Honours students to be relocated after security incident
Undergraduate students and staff are permitted to remain, amid an ongoing police investigation and ‘toxic workplace culture’.
17 Honours students assigned to the Medical Foundation Building are to be relocated after a serious security incident occurred on 5 March.
Broken glass and an unidentified white powder were found behind a poster in the Medical Foundation Building, prompting a police investigation. The poster included memes and a poem targeting University and Faculty of Medicine and Health leadership.
An audit of building access and a review of security processes were undertaken in the following week “to ensure the ongoing safety of staff and students,” according to an email sent to building staff.
Honours students assigned to the building were subsequently informed last Tuesday that they would not be able to conduct research in the building “until further notice due to an ongoing police investigation into a serious incident that occurred on the 5th of March.” However, undergraduate Dalyell students, PhD students and staff are not being relocated.
The situation places School of Medical Sciences leadership in the difficult position of having to balance health and safety concerns for building residents with the research interests of students.
School leadership have told Honours students that they may either continue their current research project elsewhere if they can locate appropriate facilities, or begin a new project off-site. A list of 13 alternate projects was provided to students last Wednesday.
Affected students have expressed dismay at the prospect of being separated from their labs or having to abandon their current research projects altogether.

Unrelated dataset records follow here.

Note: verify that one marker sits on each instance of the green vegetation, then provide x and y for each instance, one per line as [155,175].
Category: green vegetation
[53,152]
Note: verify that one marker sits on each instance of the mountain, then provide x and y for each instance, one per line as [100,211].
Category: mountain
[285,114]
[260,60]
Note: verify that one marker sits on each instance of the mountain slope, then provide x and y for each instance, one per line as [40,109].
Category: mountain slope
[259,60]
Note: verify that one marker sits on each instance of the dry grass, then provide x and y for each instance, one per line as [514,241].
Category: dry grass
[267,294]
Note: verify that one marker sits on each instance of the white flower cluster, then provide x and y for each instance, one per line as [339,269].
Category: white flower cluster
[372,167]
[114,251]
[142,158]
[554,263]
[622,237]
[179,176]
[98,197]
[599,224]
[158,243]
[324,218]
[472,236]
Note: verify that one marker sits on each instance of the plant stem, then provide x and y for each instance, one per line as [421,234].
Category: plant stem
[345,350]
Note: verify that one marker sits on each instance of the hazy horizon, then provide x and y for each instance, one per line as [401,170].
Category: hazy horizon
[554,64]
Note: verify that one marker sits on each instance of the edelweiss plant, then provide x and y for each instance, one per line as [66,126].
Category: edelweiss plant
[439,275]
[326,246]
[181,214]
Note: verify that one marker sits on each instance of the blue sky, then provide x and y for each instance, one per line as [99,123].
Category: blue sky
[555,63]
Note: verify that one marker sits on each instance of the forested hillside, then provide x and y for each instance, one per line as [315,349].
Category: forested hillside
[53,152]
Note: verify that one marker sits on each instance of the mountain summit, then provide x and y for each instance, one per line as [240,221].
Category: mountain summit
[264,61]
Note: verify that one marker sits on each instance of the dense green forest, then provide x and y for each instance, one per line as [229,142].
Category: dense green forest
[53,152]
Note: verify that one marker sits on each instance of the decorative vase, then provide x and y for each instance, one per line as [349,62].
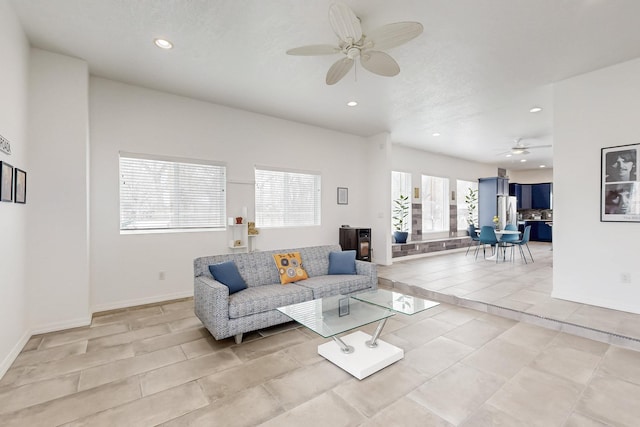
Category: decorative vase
[400,236]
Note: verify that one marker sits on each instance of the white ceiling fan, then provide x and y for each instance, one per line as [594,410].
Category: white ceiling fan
[353,43]
[519,148]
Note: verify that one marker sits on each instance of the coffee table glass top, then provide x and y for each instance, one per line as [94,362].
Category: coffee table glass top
[333,315]
[396,301]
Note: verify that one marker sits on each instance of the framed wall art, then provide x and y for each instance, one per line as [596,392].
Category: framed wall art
[619,185]
[20,186]
[6,182]
[343,196]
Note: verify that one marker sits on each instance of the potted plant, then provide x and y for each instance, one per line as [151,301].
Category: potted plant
[471,200]
[400,215]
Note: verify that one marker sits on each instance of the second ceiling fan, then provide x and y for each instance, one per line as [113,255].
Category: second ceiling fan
[354,44]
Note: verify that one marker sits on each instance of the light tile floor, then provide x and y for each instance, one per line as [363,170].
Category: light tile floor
[513,289]
[462,367]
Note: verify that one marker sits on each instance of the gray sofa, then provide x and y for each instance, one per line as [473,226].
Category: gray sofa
[254,308]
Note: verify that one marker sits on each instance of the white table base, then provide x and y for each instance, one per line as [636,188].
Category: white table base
[363,361]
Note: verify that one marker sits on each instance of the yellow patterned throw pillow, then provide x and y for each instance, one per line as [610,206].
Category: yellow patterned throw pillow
[290,267]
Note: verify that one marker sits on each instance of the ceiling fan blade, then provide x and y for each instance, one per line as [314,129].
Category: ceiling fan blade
[392,35]
[338,70]
[314,49]
[344,22]
[379,63]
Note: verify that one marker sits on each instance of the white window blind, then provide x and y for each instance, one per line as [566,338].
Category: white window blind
[163,193]
[435,204]
[287,198]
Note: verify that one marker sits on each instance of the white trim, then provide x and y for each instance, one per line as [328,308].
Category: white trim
[15,351]
[170,158]
[141,301]
[289,170]
[61,326]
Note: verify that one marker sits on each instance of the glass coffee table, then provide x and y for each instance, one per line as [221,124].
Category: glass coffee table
[396,301]
[358,353]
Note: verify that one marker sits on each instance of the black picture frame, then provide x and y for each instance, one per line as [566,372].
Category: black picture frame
[343,196]
[619,184]
[343,307]
[20,186]
[6,182]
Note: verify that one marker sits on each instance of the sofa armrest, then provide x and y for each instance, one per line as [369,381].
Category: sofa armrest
[364,268]
[211,305]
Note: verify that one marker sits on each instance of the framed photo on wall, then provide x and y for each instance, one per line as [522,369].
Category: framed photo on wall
[20,193]
[619,185]
[6,182]
[343,196]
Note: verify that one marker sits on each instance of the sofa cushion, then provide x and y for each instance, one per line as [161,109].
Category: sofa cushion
[227,273]
[259,299]
[324,286]
[290,267]
[343,262]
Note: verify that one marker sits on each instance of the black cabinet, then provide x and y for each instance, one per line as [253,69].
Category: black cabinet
[488,191]
[358,239]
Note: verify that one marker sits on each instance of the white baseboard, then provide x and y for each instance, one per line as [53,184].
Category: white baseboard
[82,321]
[613,305]
[60,326]
[141,301]
[15,351]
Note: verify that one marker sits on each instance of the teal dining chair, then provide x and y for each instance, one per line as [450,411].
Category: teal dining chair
[508,240]
[524,242]
[474,238]
[487,237]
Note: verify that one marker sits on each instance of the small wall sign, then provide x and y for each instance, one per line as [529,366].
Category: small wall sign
[5,146]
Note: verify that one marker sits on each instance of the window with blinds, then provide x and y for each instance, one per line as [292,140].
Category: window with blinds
[164,193]
[287,198]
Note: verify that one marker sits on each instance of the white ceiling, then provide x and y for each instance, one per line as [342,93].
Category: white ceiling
[472,76]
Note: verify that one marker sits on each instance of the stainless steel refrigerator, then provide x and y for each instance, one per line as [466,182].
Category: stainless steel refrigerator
[507,211]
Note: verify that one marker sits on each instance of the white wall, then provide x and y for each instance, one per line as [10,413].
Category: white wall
[125,268]
[379,184]
[531,176]
[58,237]
[13,217]
[592,111]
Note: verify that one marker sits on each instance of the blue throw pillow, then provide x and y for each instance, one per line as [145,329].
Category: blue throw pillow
[227,273]
[342,262]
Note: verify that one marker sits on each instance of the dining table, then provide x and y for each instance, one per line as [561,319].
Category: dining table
[499,234]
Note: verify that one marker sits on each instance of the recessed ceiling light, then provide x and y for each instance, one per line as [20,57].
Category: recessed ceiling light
[163,44]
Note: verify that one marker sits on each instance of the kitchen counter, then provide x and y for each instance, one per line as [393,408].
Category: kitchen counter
[540,229]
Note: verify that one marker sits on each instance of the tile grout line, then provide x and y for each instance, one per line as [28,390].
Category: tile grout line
[521,315]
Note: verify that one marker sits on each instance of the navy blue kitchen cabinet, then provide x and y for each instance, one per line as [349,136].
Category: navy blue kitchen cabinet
[540,231]
[541,196]
[488,190]
[523,193]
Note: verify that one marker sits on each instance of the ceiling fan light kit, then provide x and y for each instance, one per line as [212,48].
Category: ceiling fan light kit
[354,44]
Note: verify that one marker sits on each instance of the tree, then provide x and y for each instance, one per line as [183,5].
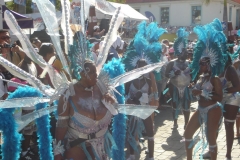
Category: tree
[118,1]
[225,17]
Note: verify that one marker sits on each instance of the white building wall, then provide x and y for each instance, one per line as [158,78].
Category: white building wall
[180,12]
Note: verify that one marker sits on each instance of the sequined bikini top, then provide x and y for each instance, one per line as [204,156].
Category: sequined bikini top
[87,125]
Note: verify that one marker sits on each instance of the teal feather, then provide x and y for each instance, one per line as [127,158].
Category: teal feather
[182,36]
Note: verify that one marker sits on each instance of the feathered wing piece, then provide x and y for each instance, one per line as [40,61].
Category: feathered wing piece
[235,55]
[55,77]
[208,45]
[67,32]
[111,36]
[145,45]
[77,56]
[22,102]
[181,41]
[131,75]
[28,118]
[16,71]
[43,123]
[48,13]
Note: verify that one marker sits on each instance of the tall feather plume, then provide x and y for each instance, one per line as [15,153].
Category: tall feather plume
[156,34]
[181,33]
[30,51]
[142,28]
[149,30]
[217,24]
[200,31]
[116,20]
[67,32]
[48,13]
[140,44]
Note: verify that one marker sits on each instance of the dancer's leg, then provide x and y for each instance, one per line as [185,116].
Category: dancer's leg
[229,119]
[148,123]
[191,128]
[214,116]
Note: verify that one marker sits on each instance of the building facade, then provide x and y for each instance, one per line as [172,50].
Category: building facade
[187,13]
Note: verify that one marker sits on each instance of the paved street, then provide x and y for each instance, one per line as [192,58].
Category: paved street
[167,141]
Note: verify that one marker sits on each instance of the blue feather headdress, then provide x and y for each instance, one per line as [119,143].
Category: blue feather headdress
[145,45]
[77,55]
[181,41]
[235,55]
[208,45]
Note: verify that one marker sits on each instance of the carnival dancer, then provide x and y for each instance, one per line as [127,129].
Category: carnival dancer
[88,75]
[231,87]
[207,59]
[179,73]
[143,50]
[231,101]
[236,64]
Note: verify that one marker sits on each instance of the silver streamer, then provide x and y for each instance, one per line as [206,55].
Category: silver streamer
[28,118]
[22,102]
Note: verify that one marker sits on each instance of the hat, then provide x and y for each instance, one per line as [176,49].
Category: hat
[95,27]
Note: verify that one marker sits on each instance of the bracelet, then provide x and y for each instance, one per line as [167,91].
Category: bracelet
[58,148]
[206,94]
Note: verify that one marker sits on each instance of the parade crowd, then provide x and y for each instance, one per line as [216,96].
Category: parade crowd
[97,116]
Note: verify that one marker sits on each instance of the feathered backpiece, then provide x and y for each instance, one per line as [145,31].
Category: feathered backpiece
[208,45]
[235,55]
[181,41]
[145,45]
[77,55]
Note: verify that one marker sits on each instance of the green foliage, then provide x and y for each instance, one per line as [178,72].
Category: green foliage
[117,1]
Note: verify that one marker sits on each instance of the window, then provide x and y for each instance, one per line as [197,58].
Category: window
[164,15]
[230,14]
[196,15]
[137,9]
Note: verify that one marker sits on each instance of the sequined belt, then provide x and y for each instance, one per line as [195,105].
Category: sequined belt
[88,136]
[84,137]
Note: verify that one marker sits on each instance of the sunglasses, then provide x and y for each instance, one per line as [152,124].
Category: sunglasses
[5,38]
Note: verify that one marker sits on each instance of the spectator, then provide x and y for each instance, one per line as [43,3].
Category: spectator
[14,53]
[36,42]
[117,47]
[97,33]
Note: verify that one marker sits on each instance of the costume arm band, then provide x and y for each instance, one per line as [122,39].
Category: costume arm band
[62,121]
[58,148]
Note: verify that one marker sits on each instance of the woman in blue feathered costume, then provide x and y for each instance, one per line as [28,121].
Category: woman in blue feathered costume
[236,64]
[207,60]
[179,73]
[231,87]
[143,50]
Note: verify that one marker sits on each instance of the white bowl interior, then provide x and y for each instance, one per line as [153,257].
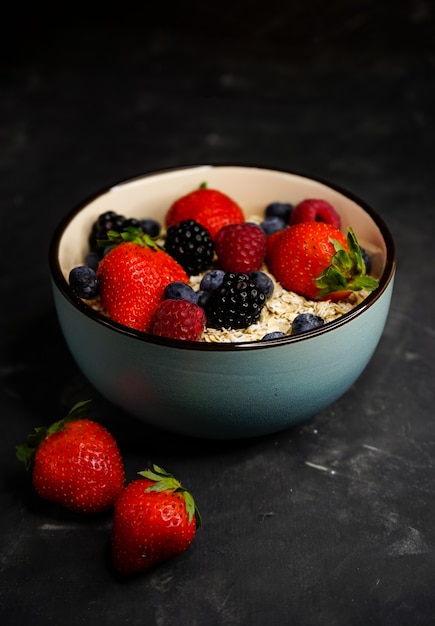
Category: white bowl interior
[252,188]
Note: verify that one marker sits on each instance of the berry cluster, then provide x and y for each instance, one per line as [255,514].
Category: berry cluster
[301,245]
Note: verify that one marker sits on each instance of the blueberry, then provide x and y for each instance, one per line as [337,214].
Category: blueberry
[279,209]
[84,281]
[180,291]
[212,280]
[263,282]
[273,224]
[276,334]
[202,297]
[305,322]
[150,227]
[366,259]
[92,260]
[131,222]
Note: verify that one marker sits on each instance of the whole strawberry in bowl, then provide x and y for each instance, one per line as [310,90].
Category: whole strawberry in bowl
[226,362]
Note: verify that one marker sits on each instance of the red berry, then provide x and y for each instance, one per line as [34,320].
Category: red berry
[316,260]
[155,519]
[315,210]
[76,463]
[178,319]
[133,277]
[301,253]
[210,207]
[241,248]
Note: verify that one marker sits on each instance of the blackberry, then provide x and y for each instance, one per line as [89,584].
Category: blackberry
[150,227]
[263,282]
[212,280]
[237,303]
[105,222]
[273,224]
[191,245]
[179,291]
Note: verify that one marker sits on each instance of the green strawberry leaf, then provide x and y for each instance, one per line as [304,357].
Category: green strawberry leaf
[164,481]
[347,271]
[25,452]
[132,234]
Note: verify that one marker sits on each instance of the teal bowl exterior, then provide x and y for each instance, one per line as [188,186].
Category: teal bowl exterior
[223,390]
[247,392]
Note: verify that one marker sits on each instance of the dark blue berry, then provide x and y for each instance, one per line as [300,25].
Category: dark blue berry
[263,282]
[304,322]
[276,334]
[92,260]
[84,282]
[180,291]
[203,297]
[366,259]
[279,209]
[191,245]
[273,224]
[150,227]
[237,303]
[212,280]
[105,222]
[131,222]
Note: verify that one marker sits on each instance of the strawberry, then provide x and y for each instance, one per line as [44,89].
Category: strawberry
[75,462]
[240,248]
[211,208]
[178,319]
[315,260]
[133,277]
[315,210]
[155,519]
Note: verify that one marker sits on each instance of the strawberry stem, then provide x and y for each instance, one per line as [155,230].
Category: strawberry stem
[164,481]
[26,452]
[347,271]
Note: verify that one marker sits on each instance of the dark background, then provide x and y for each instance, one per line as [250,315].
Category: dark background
[331,522]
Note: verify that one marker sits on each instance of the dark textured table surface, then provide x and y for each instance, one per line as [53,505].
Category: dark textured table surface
[332,522]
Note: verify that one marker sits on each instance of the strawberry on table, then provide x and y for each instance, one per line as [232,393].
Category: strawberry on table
[75,462]
[155,519]
[133,277]
[178,319]
[317,261]
[211,208]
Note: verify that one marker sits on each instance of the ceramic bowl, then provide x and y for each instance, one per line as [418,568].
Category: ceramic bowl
[225,390]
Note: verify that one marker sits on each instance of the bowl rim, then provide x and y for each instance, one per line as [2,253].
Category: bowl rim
[61,283]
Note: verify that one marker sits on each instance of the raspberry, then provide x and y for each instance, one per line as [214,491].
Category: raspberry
[241,247]
[191,245]
[178,319]
[237,303]
[315,210]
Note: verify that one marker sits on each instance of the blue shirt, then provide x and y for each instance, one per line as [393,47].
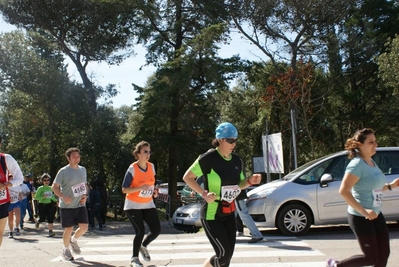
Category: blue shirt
[370,178]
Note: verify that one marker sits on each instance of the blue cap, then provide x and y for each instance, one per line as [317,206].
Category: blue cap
[226,130]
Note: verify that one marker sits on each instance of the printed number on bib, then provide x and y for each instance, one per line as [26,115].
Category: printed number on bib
[147,193]
[378,196]
[230,192]
[79,189]
[14,197]
[3,194]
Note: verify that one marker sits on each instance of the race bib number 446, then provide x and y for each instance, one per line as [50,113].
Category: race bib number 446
[3,194]
[79,189]
[230,192]
[147,193]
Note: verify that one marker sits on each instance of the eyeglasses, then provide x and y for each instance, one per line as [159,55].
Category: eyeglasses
[231,140]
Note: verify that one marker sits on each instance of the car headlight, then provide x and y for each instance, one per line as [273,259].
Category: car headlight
[261,194]
[194,214]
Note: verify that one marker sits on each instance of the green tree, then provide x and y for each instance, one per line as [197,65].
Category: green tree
[84,30]
[178,113]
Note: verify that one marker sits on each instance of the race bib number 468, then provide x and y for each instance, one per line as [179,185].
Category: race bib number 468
[79,189]
[3,194]
[230,192]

Certain types of specialised equipment are only available at the Medical Foundation Building, leaving students reliant on them with no option but to change projects weeks into their research. Some of the students say they had selected their projects and supervisors months, or even years, in advance.
One student said that they felt they were being forced “to abandon a project which I am passionate about… which I have conceptualised and designed with the aid of a supervisor I trust and work well with.”
“To move would put to waste my years of background reading, my passion for this field, and the lab techniques which I have been training in since the beginning of February.”
“There is no comparable project available, and no guarantee my new supervisor would have a compatible working style or values to me.”
A number of students say they began active lab work for their research projects weeks before they were informed of the relocation plans on 13 April, despite a University spokesperson telling Honi: “We decided to take this action before students began their lab placements to limit any potential disruption to their studies.”
Students also told Honi that uncertainty and the abruptness of the decision have left them feeling anxious and stressed, and that they have not felt appropriately supported or consulted in a decision purportedly made in their interest.
Although affected students have been offered extensions on assessment deadlines, some students are concerned that applications for postgraduate programs at the end of the year could be adversely affected by any time lag.
Despite initially being informed that they were being relocated due to the ongoing police investigation, students have since been told by School leadership that the relocation is to protect them from what leadership have described as a “toxic” workplace culture.
A University spokesperson told Honi that the decision was taken “to ensure the training environment for these students is of the highest quality… we’re determined to provide them with a supportive and effective training environment.” The spokesperson made no reference to the police investigation or a toxic workplace culture.
Despite relocating students, School leadership have suggested that Honours research may be able to continue in the Medical Foundation Building once the police investigation is complete. It is unclear how long this will take.
There have been ongoing tensions between academics and management within the Faculty of Medicine and Health since the eviction of labs from the Anderson Stuart Building in 2019, when allegations of a toxic workplace culture within the School of Medical Sciences were first raised.